= Bartholomew MacCarthy =

Bartholomew MacCarthy (12 December 1843, in Conna, Ballynoe, County Cork – 6 March 1904, in Inniscarra, Co. Cork) was a scholar and chronologist who wrote extensively on Early Irish literature.

He was educated at Mount Melleray Abbey, Seminary, County Waterford, and at St Colman's College, Fermoy, Co. Cork, afterwards studying at Rome, where he was ordained in 1869. On his return to Ireland he was appointed professor of Classics at St. Colman's, where he remained about three years. He then went as curate to Mitchelstown (where he was at the time of a massacre in 1887), and afterwards to Macroom and Youghal. In 1895 he was appointed parish priest of Inniscarra, near Cork, where he died. A few months before his death, he had been chosen by the Government on the recommendation of the Council of the Royal Irish Academy to edit the Annals of Tighearnach. He often spoke critically of his predecessors, for instance of John Colgan, the O'Clerys, Eugene O'Curry, etc., and of contemporary scholars. A letter of his criticising a favourable review of John Salmon's Ancient Irish Church as a Witness to Catholic Doctrine in the Irish Ecclesiastical Record (August, 1897, 166-170) led to a controversy between these two Catholic scholars, which was carried on in that periodical the following year.

==Published works==
- Essays on various Early Irish Ecclesiastical Fragments, written while he was in Rome and published mostly anonymously in the Irish Ecclesiastical Record (1864 sqq.)
- The Stowe Missal, perhaps his best-known work, published in the Transactions of the Royal Irish Academy, XXVII (1886), 135-268, in which he establishes the date of Moelchaich's recension as about 750 or at least the eighth century, and proves that the so-called Middle Irish corruptions can be paralleled from old Irish manuscripts, none of which are later than the ninth century; he also separates the earlier portion of the text into (a) the original Mass, dating from at least A.D. 500, called "Missa Patricii" in the Book of Armagh (A.D. 807), and (b) later augments and Roman contents.
- Four Dissertations on the Codex Palatino-Vaticanus, No. 830 (Chronica Mariani Scotti), published in the Todd Lecture Series of the Royal Irish Academy, III (1892), illustrated by studies on Old Irish Metric, the Synchronisms from the Book of Ballymote, Paschal computations, and various Irish historical documents.
- New Textual Studies on the Tripartite Life of St. Patrick, published in the Transactions of the Royal Irish Academy, XXIX, 183 sqq., in which he proves that portion of the material of the Vita Tripartita must date back to the middle of the sixth century.
- The Annals of Ulster.
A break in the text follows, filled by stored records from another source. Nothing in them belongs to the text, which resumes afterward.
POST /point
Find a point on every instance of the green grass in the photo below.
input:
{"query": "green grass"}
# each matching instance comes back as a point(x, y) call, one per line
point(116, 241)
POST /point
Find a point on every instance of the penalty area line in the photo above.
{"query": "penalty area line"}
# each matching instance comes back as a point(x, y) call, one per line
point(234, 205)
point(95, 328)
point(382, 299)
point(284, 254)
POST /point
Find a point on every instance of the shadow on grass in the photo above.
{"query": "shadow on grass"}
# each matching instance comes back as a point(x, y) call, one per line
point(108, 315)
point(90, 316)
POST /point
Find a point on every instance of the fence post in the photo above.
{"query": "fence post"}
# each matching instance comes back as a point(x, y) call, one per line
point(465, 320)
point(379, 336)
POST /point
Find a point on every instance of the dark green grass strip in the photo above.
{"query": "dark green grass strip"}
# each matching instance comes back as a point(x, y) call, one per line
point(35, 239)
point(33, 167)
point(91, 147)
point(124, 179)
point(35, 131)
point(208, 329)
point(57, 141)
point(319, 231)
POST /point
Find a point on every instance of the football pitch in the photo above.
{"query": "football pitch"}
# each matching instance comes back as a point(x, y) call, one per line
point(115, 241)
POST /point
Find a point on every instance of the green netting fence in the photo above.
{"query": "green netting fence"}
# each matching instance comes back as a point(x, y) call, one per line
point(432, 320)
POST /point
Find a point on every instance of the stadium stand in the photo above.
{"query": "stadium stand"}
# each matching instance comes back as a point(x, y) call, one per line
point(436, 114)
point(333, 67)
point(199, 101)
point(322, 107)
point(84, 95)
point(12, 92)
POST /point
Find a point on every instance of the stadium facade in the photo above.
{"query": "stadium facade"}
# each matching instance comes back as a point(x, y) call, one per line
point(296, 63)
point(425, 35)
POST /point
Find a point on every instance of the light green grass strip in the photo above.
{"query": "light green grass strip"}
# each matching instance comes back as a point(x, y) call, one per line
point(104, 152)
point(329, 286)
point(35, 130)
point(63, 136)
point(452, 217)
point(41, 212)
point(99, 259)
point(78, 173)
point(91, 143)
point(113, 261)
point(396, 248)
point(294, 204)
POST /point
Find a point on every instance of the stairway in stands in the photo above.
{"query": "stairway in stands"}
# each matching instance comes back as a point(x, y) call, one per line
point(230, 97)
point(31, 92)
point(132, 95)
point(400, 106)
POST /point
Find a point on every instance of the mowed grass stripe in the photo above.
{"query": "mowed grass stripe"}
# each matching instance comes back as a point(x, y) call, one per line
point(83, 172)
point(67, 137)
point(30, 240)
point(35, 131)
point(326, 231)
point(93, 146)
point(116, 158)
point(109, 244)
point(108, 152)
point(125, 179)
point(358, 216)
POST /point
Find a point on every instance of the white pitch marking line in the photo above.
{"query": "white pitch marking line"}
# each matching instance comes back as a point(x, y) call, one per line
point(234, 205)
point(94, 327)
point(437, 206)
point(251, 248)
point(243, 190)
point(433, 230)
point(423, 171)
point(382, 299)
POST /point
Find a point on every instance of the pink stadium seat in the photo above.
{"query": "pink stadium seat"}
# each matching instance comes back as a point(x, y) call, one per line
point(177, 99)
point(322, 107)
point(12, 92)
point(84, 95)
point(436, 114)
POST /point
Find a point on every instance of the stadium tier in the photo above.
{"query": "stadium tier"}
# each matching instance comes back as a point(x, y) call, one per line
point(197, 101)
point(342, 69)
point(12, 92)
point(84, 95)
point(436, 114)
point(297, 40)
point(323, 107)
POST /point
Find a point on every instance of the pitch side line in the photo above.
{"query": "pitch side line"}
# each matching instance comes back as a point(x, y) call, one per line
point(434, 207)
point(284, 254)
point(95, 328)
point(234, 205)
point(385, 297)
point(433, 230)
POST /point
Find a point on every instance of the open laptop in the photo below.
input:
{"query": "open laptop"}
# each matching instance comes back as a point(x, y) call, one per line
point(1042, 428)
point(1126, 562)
On the death of William M. Hennessey, Dr. MacCarthy was asked by the Government to continue the editing of this collection of Irish Annals in the Rolls Series. He published vols. II (1893), III (1895), and IV (1901). In the introduction to the fourth and final volume of these annals he deals in detail of various questions connected with the history of chronology among the nations of western Europe. These include discussions of the ancient Paschal cycle of 84 years and other Paschal computations in vogue in Ireland, the origin of A.D. dating in Irish annals, the methods of rectifying errors in the same, and the history of the various British or Irish falsifications which appeared during the disputes regarding Easter in the insular churches of the West, such as the Acts of Caesarea, the Athanasian Tractate, the Book of Anatolius, and the "Epistle" of Cyril of Alexandria. MacCarthy was recognized as an authority on the Paschal question.